Man determines date of own death

Abraham de MoivreAbraham De Moivre, a French mathematician, successfully predicted the date of his own death in 1754. He found that he was sleeping 15 minutes longer each night and from this arithmetic progression, calculated that he would die on the day that he slept for 24 hours. He was right! A simple mathematical calculation quickly yielded the date, 27 November 1754. De Moivre developed the means to calculate life expectancy from any age besides birth.  He was able to determine how many more years a 40, 50  or 60-year-old man would live. De Moivre pioneered the modern approach to the theory of probability, when he published The Doctrine of Chance: A method of calculating the probabilities of events in play in 1718. In the 1756 edition of The Doctrine of Chance contained what is probably De Moivre’s most significant contribution to probability, namely
the approximation of the binomial distribution by the normal distribution in the case of a large number of trials - which is honored by most probability textbooks as ”The First Central Limit Theorem”. He perceives the notion of standard deviation and is the first scientist to write the normal integral.

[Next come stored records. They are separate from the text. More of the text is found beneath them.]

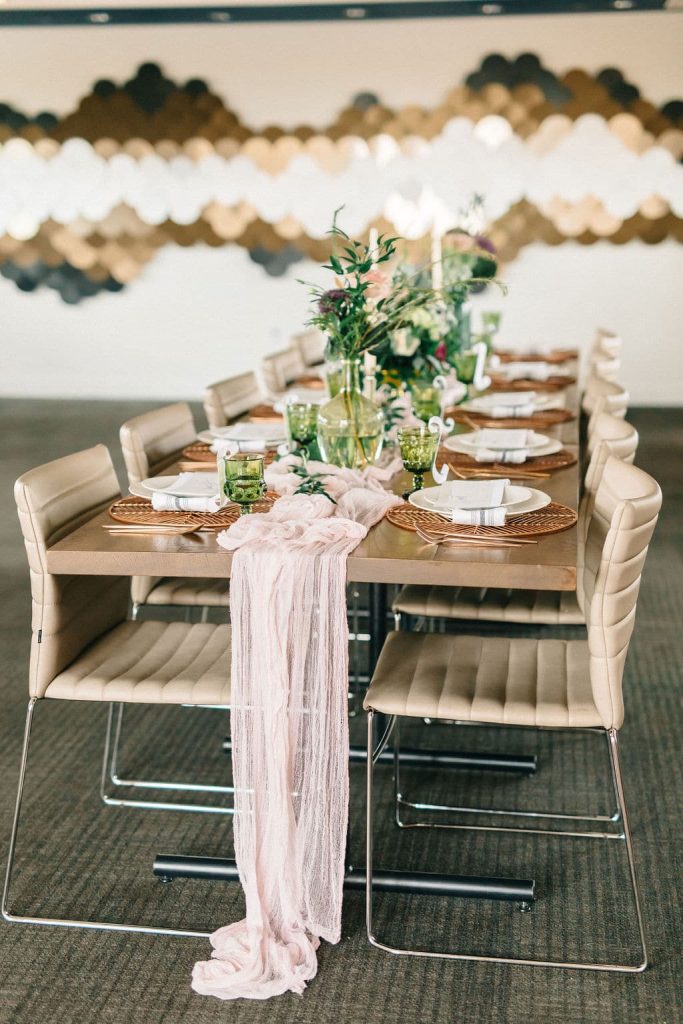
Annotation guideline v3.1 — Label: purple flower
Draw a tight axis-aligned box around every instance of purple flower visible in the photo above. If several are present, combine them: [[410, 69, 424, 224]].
[[317, 288, 349, 315], [474, 234, 496, 256]]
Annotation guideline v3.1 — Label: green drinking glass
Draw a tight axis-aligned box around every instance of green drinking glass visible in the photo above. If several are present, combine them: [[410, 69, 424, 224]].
[[411, 381, 441, 423], [481, 310, 503, 337], [220, 452, 265, 515], [398, 426, 439, 498], [285, 401, 319, 463], [453, 352, 477, 384]]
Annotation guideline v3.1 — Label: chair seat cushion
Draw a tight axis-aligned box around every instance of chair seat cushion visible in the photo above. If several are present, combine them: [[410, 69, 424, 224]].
[[144, 577, 230, 608], [45, 622, 230, 705], [364, 632, 602, 728], [393, 585, 586, 626]]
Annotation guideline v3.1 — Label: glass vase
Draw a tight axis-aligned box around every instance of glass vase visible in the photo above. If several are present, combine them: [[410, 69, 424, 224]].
[[317, 359, 384, 469]]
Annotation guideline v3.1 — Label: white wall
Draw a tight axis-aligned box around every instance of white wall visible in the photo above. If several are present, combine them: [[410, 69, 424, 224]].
[[0, 13, 683, 403]]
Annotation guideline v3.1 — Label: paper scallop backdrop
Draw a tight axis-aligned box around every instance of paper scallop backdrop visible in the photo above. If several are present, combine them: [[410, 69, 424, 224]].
[[0, 53, 683, 302]]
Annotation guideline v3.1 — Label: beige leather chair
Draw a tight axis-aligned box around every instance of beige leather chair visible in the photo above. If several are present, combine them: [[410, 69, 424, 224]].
[[204, 373, 261, 429], [2, 444, 230, 935], [392, 413, 638, 629], [365, 457, 661, 973], [582, 373, 629, 418], [589, 352, 622, 384], [292, 327, 327, 367], [120, 401, 197, 483], [591, 327, 624, 358], [120, 401, 229, 618], [261, 346, 306, 395]]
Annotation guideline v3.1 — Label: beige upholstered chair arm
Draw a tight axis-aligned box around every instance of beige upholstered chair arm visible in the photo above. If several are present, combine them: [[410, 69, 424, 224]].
[[14, 444, 129, 697]]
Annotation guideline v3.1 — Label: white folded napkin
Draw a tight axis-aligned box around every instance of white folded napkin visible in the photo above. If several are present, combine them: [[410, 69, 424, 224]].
[[151, 472, 218, 498], [272, 387, 330, 413], [426, 478, 510, 511], [211, 420, 287, 442], [472, 391, 537, 409], [451, 508, 507, 526], [477, 427, 533, 450], [211, 437, 267, 456], [474, 449, 529, 465], [152, 490, 220, 512], [501, 362, 557, 381], [485, 401, 537, 420]]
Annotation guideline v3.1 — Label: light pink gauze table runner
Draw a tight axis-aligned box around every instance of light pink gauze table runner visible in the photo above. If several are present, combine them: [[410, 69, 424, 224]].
[[193, 458, 400, 999]]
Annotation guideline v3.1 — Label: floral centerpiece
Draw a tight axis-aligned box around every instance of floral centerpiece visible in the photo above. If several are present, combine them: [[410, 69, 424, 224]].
[[380, 197, 498, 387], [308, 215, 434, 469]]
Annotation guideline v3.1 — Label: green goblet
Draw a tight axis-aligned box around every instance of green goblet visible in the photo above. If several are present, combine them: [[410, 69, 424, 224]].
[[221, 452, 265, 515], [285, 401, 319, 465], [398, 426, 439, 498], [411, 381, 441, 423]]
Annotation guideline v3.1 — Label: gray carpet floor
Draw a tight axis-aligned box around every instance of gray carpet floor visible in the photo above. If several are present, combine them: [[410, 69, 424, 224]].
[[0, 401, 683, 1024]]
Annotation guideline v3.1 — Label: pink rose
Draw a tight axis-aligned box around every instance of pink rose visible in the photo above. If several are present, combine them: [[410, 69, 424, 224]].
[[443, 231, 477, 253], [360, 269, 391, 302]]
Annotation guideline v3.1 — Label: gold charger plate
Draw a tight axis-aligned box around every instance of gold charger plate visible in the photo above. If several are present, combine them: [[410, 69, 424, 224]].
[[109, 490, 279, 529], [385, 502, 579, 540]]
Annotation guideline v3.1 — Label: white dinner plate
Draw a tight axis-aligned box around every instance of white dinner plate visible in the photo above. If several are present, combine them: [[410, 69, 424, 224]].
[[443, 434, 564, 458], [129, 473, 218, 498], [408, 483, 531, 514], [460, 391, 564, 413], [457, 427, 550, 452], [409, 487, 552, 521], [272, 387, 330, 413], [198, 423, 287, 451]]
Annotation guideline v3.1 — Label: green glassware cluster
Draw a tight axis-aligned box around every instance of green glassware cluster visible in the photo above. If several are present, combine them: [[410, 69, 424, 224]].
[[223, 452, 265, 515], [317, 359, 384, 469], [398, 426, 439, 490], [453, 352, 477, 384], [285, 401, 321, 463]]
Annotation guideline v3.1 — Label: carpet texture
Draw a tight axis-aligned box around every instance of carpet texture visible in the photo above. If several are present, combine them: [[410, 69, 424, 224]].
[[0, 400, 683, 1024]]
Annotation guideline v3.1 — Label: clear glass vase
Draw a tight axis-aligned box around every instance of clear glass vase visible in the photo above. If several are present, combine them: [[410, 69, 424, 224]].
[[317, 359, 384, 469]]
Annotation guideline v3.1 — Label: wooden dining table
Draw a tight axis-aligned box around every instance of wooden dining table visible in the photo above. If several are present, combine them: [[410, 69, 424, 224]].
[[42, 376, 581, 904]]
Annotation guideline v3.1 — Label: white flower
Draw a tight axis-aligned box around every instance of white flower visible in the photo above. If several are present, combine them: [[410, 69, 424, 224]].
[[391, 328, 420, 356]]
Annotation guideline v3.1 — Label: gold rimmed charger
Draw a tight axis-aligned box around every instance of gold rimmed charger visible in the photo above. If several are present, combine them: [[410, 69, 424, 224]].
[[494, 348, 579, 365], [445, 406, 577, 430], [181, 441, 278, 466], [489, 374, 577, 391], [109, 490, 278, 529], [436, 447, 578, 476], [385, 502, 579, 540]]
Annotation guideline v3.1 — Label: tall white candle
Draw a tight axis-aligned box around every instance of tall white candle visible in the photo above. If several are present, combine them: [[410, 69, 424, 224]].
[[368, 227, 380, 262], [362, 352, 377, 377], [431, 228, 443, 291]]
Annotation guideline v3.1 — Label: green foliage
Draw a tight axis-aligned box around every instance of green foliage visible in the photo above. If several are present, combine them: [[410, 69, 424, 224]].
[[292, 465, 337, 505]]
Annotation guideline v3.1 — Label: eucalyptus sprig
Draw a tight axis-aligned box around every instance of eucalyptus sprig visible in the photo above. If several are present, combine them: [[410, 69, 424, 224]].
[[292, 466, 337, 505], [301, 210, 434, 358]]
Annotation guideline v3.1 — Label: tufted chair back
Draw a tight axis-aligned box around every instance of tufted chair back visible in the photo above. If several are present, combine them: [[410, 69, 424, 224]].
[[582, 456, 661, 729], [204, 373, 261, 428], [120, 401, 197, 483], [14, 444, 130, 697]]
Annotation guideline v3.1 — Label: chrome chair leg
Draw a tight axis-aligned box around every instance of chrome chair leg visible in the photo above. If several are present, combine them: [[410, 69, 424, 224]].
[[1, 697, 211, 939], [99, 703, 234, 814], [393, 722, 625, 839], [366, 710, 647, 974]]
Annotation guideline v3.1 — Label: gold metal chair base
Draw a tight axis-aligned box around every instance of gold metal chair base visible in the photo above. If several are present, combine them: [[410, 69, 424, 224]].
[[1, 697, 211, 938], [366, 710, 647, 974], [99, 703, 234, 814], [393, 720, 625, 839]]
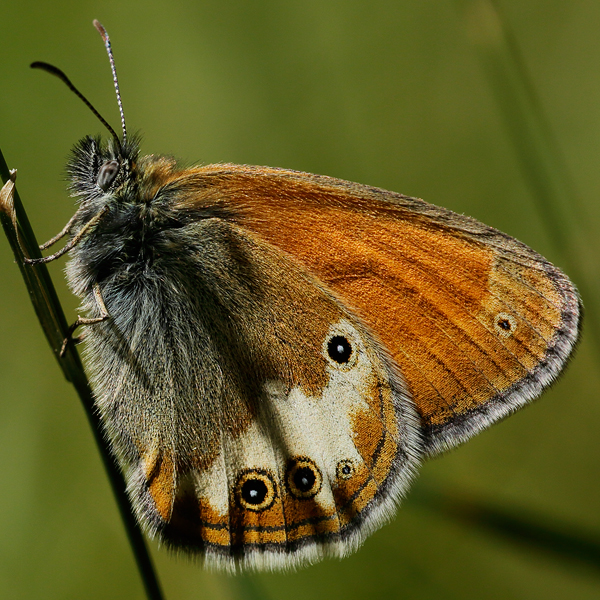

He is perhaps better known for discovering the famous Bell Curve. The Bell Curve is a statistical measure of dispersion around a mean.

BELL CURVE
Discovered by Abraham de Moivre (1667-1754) when he noticed that many phenomena cluster around an average value and in so doing, form a bell-shaped curve.

Abraham De Moivre was born (26May1667) at Vitry, France, where his father was a surgeon. De Moivre studied mathematics and physics in Paris, but in 1685, after the Edict of Nantes was revoked, he was imprisoned for being a Protestant. When released three years later, he emigrated to England to escape religious persecution. He never returned to France and never published anything in French.

Nickname: Suicidal Prophet

 

Sources:

Peter L. Bernstein, Against the Gods: The Remarkable Story of Risk (New York: John Wiley & Sons, Inc., 1996).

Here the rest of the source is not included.